On top of that, my youngest daughter Poppy was diagnosed as autistic when she was five and also found public loos difficult. Everything from the smell and the dirt to the sound of the dryers would upset and overwhelm her. So every trip to the shops, weekend away or holiday overseas had to be meticulously planned.

We muddled through as best we could, but in 2015 Maisie had a fit at home in the bathroom and hit her head on the radiator, knocking her unconscious.

That night, after we’d got her checked out at hospital, I couldn’t stop worrying about what would have happened if she’d been in a dirty public loo. We’d have been stuck in a cramped and smelly room, with Maisie lying in filth for over an hour waiting for the paramedics.

A few days later, we went for lunch at a local pub.

I went to the loo and was horrified at what I saw: the sanitary bin was overflowing, the remnants of a Chinese takeaway were scattered everywhere and the toilet seat was stained yellow. I couldn’t help but picture Maisie lying on the floor, and knew it was time to take action. I’d bought a bottle of disinfectant from a shop earlier, so I took it out of my bag it and started to clean. It was so gross I filmed it to put on Instagram later to show my mates.

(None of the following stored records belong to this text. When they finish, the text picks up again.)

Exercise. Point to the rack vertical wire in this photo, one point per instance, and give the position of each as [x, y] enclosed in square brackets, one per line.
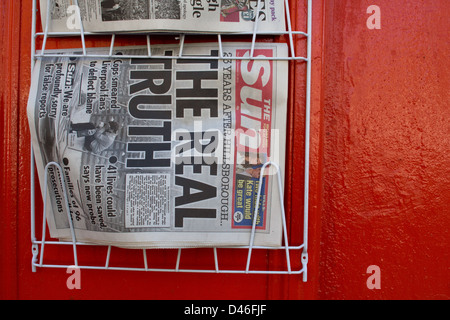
[38, 246]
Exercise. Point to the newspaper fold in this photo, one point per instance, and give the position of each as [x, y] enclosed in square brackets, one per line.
[195, 16]
[163, 151]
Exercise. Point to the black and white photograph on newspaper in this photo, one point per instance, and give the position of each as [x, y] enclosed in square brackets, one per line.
[163, 151]
[194, 16]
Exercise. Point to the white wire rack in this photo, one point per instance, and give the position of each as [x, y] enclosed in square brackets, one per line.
[297, 251]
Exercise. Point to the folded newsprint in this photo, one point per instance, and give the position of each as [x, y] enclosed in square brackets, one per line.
[196, 16]
[163, 151]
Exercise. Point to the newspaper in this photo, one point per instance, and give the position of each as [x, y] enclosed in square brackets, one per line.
[196, 16]
[163, 151]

I didn’t think much of it until the next morning when I saw the video had loads of views. I also got messages from people with autoimmune disease and cancer patients undergoing chemotherapy telling me they were too afraid to use public toilets for fear of catching something.

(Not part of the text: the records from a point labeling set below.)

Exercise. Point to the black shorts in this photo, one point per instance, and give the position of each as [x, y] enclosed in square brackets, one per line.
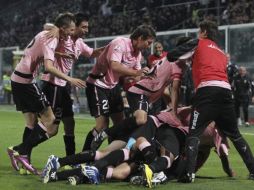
[67, 103]
[137, 102]
[29, 97]
[54, 95]
[147, 131]
[172, 139]
[103, 101]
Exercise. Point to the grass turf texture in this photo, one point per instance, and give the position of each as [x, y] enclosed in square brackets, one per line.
[210, 177]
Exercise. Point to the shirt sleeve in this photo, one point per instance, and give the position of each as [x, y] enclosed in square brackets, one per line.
[85, 49]
[48, 49]
[176, 72]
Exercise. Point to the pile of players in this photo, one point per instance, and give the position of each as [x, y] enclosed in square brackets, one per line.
[168, 144]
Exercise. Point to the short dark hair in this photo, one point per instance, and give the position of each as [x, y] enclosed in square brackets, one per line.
[145, 31]
[81, 17]
[183, 39]
[64, 19]
[211, 29]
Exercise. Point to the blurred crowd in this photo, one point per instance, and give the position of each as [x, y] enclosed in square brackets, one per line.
[20, 20]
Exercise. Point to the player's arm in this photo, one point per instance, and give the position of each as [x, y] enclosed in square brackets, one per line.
[48, 64]
[97, 51]
[180, 50]
[175, 95]
[123, 71]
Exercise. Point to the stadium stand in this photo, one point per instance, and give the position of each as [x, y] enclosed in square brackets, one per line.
[119, 16]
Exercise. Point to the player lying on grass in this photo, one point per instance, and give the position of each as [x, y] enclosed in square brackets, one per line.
[169, 137]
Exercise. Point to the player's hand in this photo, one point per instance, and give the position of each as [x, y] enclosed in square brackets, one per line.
[78, 82]
[52, 33]
[65, 55]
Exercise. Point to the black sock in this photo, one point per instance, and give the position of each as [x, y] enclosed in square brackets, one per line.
[79, 158]
[159, 164]
[149, 154]
[37, 136]
[26, 133]
[89, 139]
[244, 150]
[112, 159]
[69, 142]
[192, 144]
[63, 175]
[125, 127]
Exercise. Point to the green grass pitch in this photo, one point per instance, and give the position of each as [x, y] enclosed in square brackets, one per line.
[210, 177]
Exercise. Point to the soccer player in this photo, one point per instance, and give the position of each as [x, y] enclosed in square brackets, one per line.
[148, 90]
[55, 89]
[153, 59]
[213, 100]
[30, 99]
[121, 57]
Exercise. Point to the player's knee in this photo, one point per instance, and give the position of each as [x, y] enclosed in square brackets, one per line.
[52, 131]
[141, 120]
[121, 174]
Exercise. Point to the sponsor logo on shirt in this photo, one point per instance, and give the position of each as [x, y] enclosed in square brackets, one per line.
[214, 47]
[195, 118]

The only time I’ve had to give up was at a coffee shop in December. The toilet was full of brown water and the smell made me gag

It moved me so much that I knew I had to keep up my campaign, so whenever I went out I’d carry a bag of bleach spray, antibacterial wipes and toilet cleaner. If I went to a supermarket or coffee shop I’d give the loos a quick once over and if they were really bad, I’d give them a deep clean and film it – even when cleaners were mopping the next cubicle, although thankfully they never saw me.

In August 2018, I decided to start a dedicated Instagram account and quickly, several big cleaning accounts – including Little Miss Mops, who has over 80k followers – started following me and sharing my videos. Within weeks, I had over 1,000 followers myself. I began to tag companies in posts so they knew I’d cleaned their facilities, and although sometimes they apologise, none of them have vowed to change their policy.

I still get messages from people telling me they’re fed up with the state of public loos, too. Workers have told me they’re forced to use the same mops and cloths for the toilets, sinks and floors. Other followers have posted pictures of disgusting public loos, while one even designed me a #Cleanbomber logo so I could let places know I’d visited. Now I have more than 13k followers on my @sisterpledgecleans Instagram account. I “cleanbomb” one or two toilets a week and have posted around 150 videos so far. The only time I’ve had to give up was at a coffee shop in December. The toilet was full of brown water and the smell made me gag.

Late last year, I launched a petition calling for better standards of hygiene in chain restaurants and stores. I’ve approached my local council and the British Toilet Association, who say they will back my campaign if I get 10,000 signatures, and I’ve already got more than 2,000.

It’s still not easy for my children to go into public toilets, so I really do hope I can bring about change. But I’m doing this for every family in the UK. Surely we all deserve better?


  • 40% of UK public toilets have closed in the past decade.